I tried balancing this chemical equation
$$\mathrm{Al(OH)_3 + H_2SO_4 \to Al_2(SO_4)_3 + H_2O}$$
with a system of equations, but the answer doesn't seem to map well. I get a negative coefficient which is prohibitive in this equations. How do I interpret the answer?
Let $x$ be the number of $\mathrm{Al(OH)_3}$; $y$ the number of $\mathrm{H_2SO_4}$; $z$ the number of $\mathrm{Al_2(SO_4)_3}$, and $w$ the number of $\mathrm{H_2O}$. Looking at the number of $\mathrm{Al}$, you get $x = 2z$. Looking at $\mathrm{O}$, you get $3x + 4y = 12z + w$. Looking at $\mathrm{H}$ you get $3x + 2y = 2w$; and looking at $\mathrm{S}$ you get $y = 3z$.
That looks like what you are getting from Wolfram, except you have the wrong signs for $z$ and $w$; unless you are interpreting the first two entries to represent the "unknowns", and the last two to represent the "solutions". I would translate into equations the usual way.
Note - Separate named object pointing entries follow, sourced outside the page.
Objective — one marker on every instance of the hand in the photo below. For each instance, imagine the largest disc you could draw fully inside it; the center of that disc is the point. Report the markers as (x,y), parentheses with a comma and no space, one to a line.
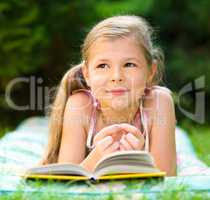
(115,131)
(133,140)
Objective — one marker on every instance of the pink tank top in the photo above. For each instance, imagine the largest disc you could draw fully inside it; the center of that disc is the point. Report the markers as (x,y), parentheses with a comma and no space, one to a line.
(140,120)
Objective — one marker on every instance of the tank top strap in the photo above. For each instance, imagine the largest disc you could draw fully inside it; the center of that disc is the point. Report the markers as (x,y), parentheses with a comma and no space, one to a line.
(92,120)
(144,123)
What you have is the following system of linear equations: $$\begin{array}{rcrcrcrcl} x & & & -& 2z & & & = & 0\\ 3x & + & 4y & - & 12z & - & w & = & 0\\ 3x & + & 2y & & & - & 2w & = & 0\\ & & y & - & 3z & & & = & 0 \end{array}$$ This leads (after either some back-substitution from the first and last equations into the second and third, or some easy row reduction) to $x=2z$, $y=3z$, and $6z=w$. Since you only want positive integer solutions, setting $z=1$ gives $x=2$, $y=3$, and $w=6$, yielding the smallest solution: $$\mathrm{2 Al(OH)_3 + 3H_2SO_4 \to Al_2(SO_4)_3 + 6H_2O}$$
Why don't you just use the actual chemical equation as input? http://www.wolframalpha.com/input/?i=Al(OH)3%2BH2SO4%E2%86%92Al2(SO4)3%2BH2O
A chemical balance will always admit the solution with all zero coefficients: if you put nothing in, you get nothing out. Or, if you double the amount you put in, you will get double the output.
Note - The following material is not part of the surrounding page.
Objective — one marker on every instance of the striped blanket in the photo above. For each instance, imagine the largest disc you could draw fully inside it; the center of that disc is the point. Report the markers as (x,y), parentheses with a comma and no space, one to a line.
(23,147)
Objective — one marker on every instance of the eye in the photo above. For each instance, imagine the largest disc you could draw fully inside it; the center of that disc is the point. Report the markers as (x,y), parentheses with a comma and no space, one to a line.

In linear algebra language, this means that your solution cannot be unique. The set of admissible solutions must form a linear subspace.
The set of admissible solutions will be the kernel of the matrix you wrote down corresponding to the chemical balance (incidentally, I would put negative signs in front of the first two columns since those represent things on the left hand side of the chemical equation and are things that are consumed), and you are looking for a vector in this kernel with all positive coefficients. Therefore it is in fact necessary for the row-reduced matrix to have negative entries: if the row-reduced matrix has only positive value entries, then it is impossible to have a vector with positive entries in its kernel (since a sum of positive numbers must be positive, and not zero).
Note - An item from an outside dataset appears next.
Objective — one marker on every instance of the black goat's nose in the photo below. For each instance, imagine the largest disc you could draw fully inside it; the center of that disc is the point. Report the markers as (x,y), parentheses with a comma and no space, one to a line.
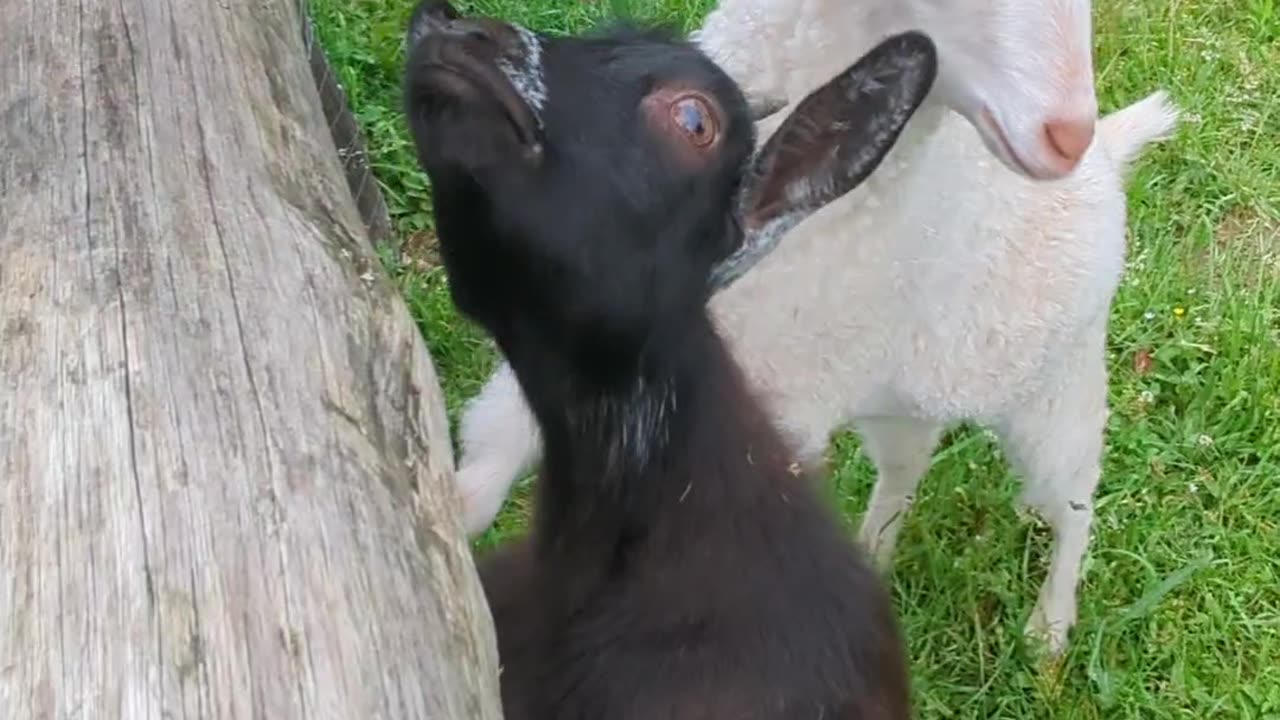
(467,30)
Unless I'm misunderstanding, the right side dictates that the ratio of Al to S should be $2:3$, so the coefficients on the left side must be in the ratio $2:3$. Suppose they are 2 and 3. There are now $2\cdot3+3\cdot4=18$ O and $2\cdot3+3\cdot2=12$ H on the left. On the right, the coefficient of the first term must be 1 (since we used 2 and 3 on the left, there is enough Al and S for only 1), which uses 12 O, leaving 6 O and 12 H. Setting the coefficient of the last term to 6 matches up with 6 O and 12 H.
Looking at the results from your row-reduction on WolframAlpha, I'm thinking that the $-1$ is because the matrix form is working as if that term were on the same side as the 2 and 3, but on the opposite side, it would be a positive $1$.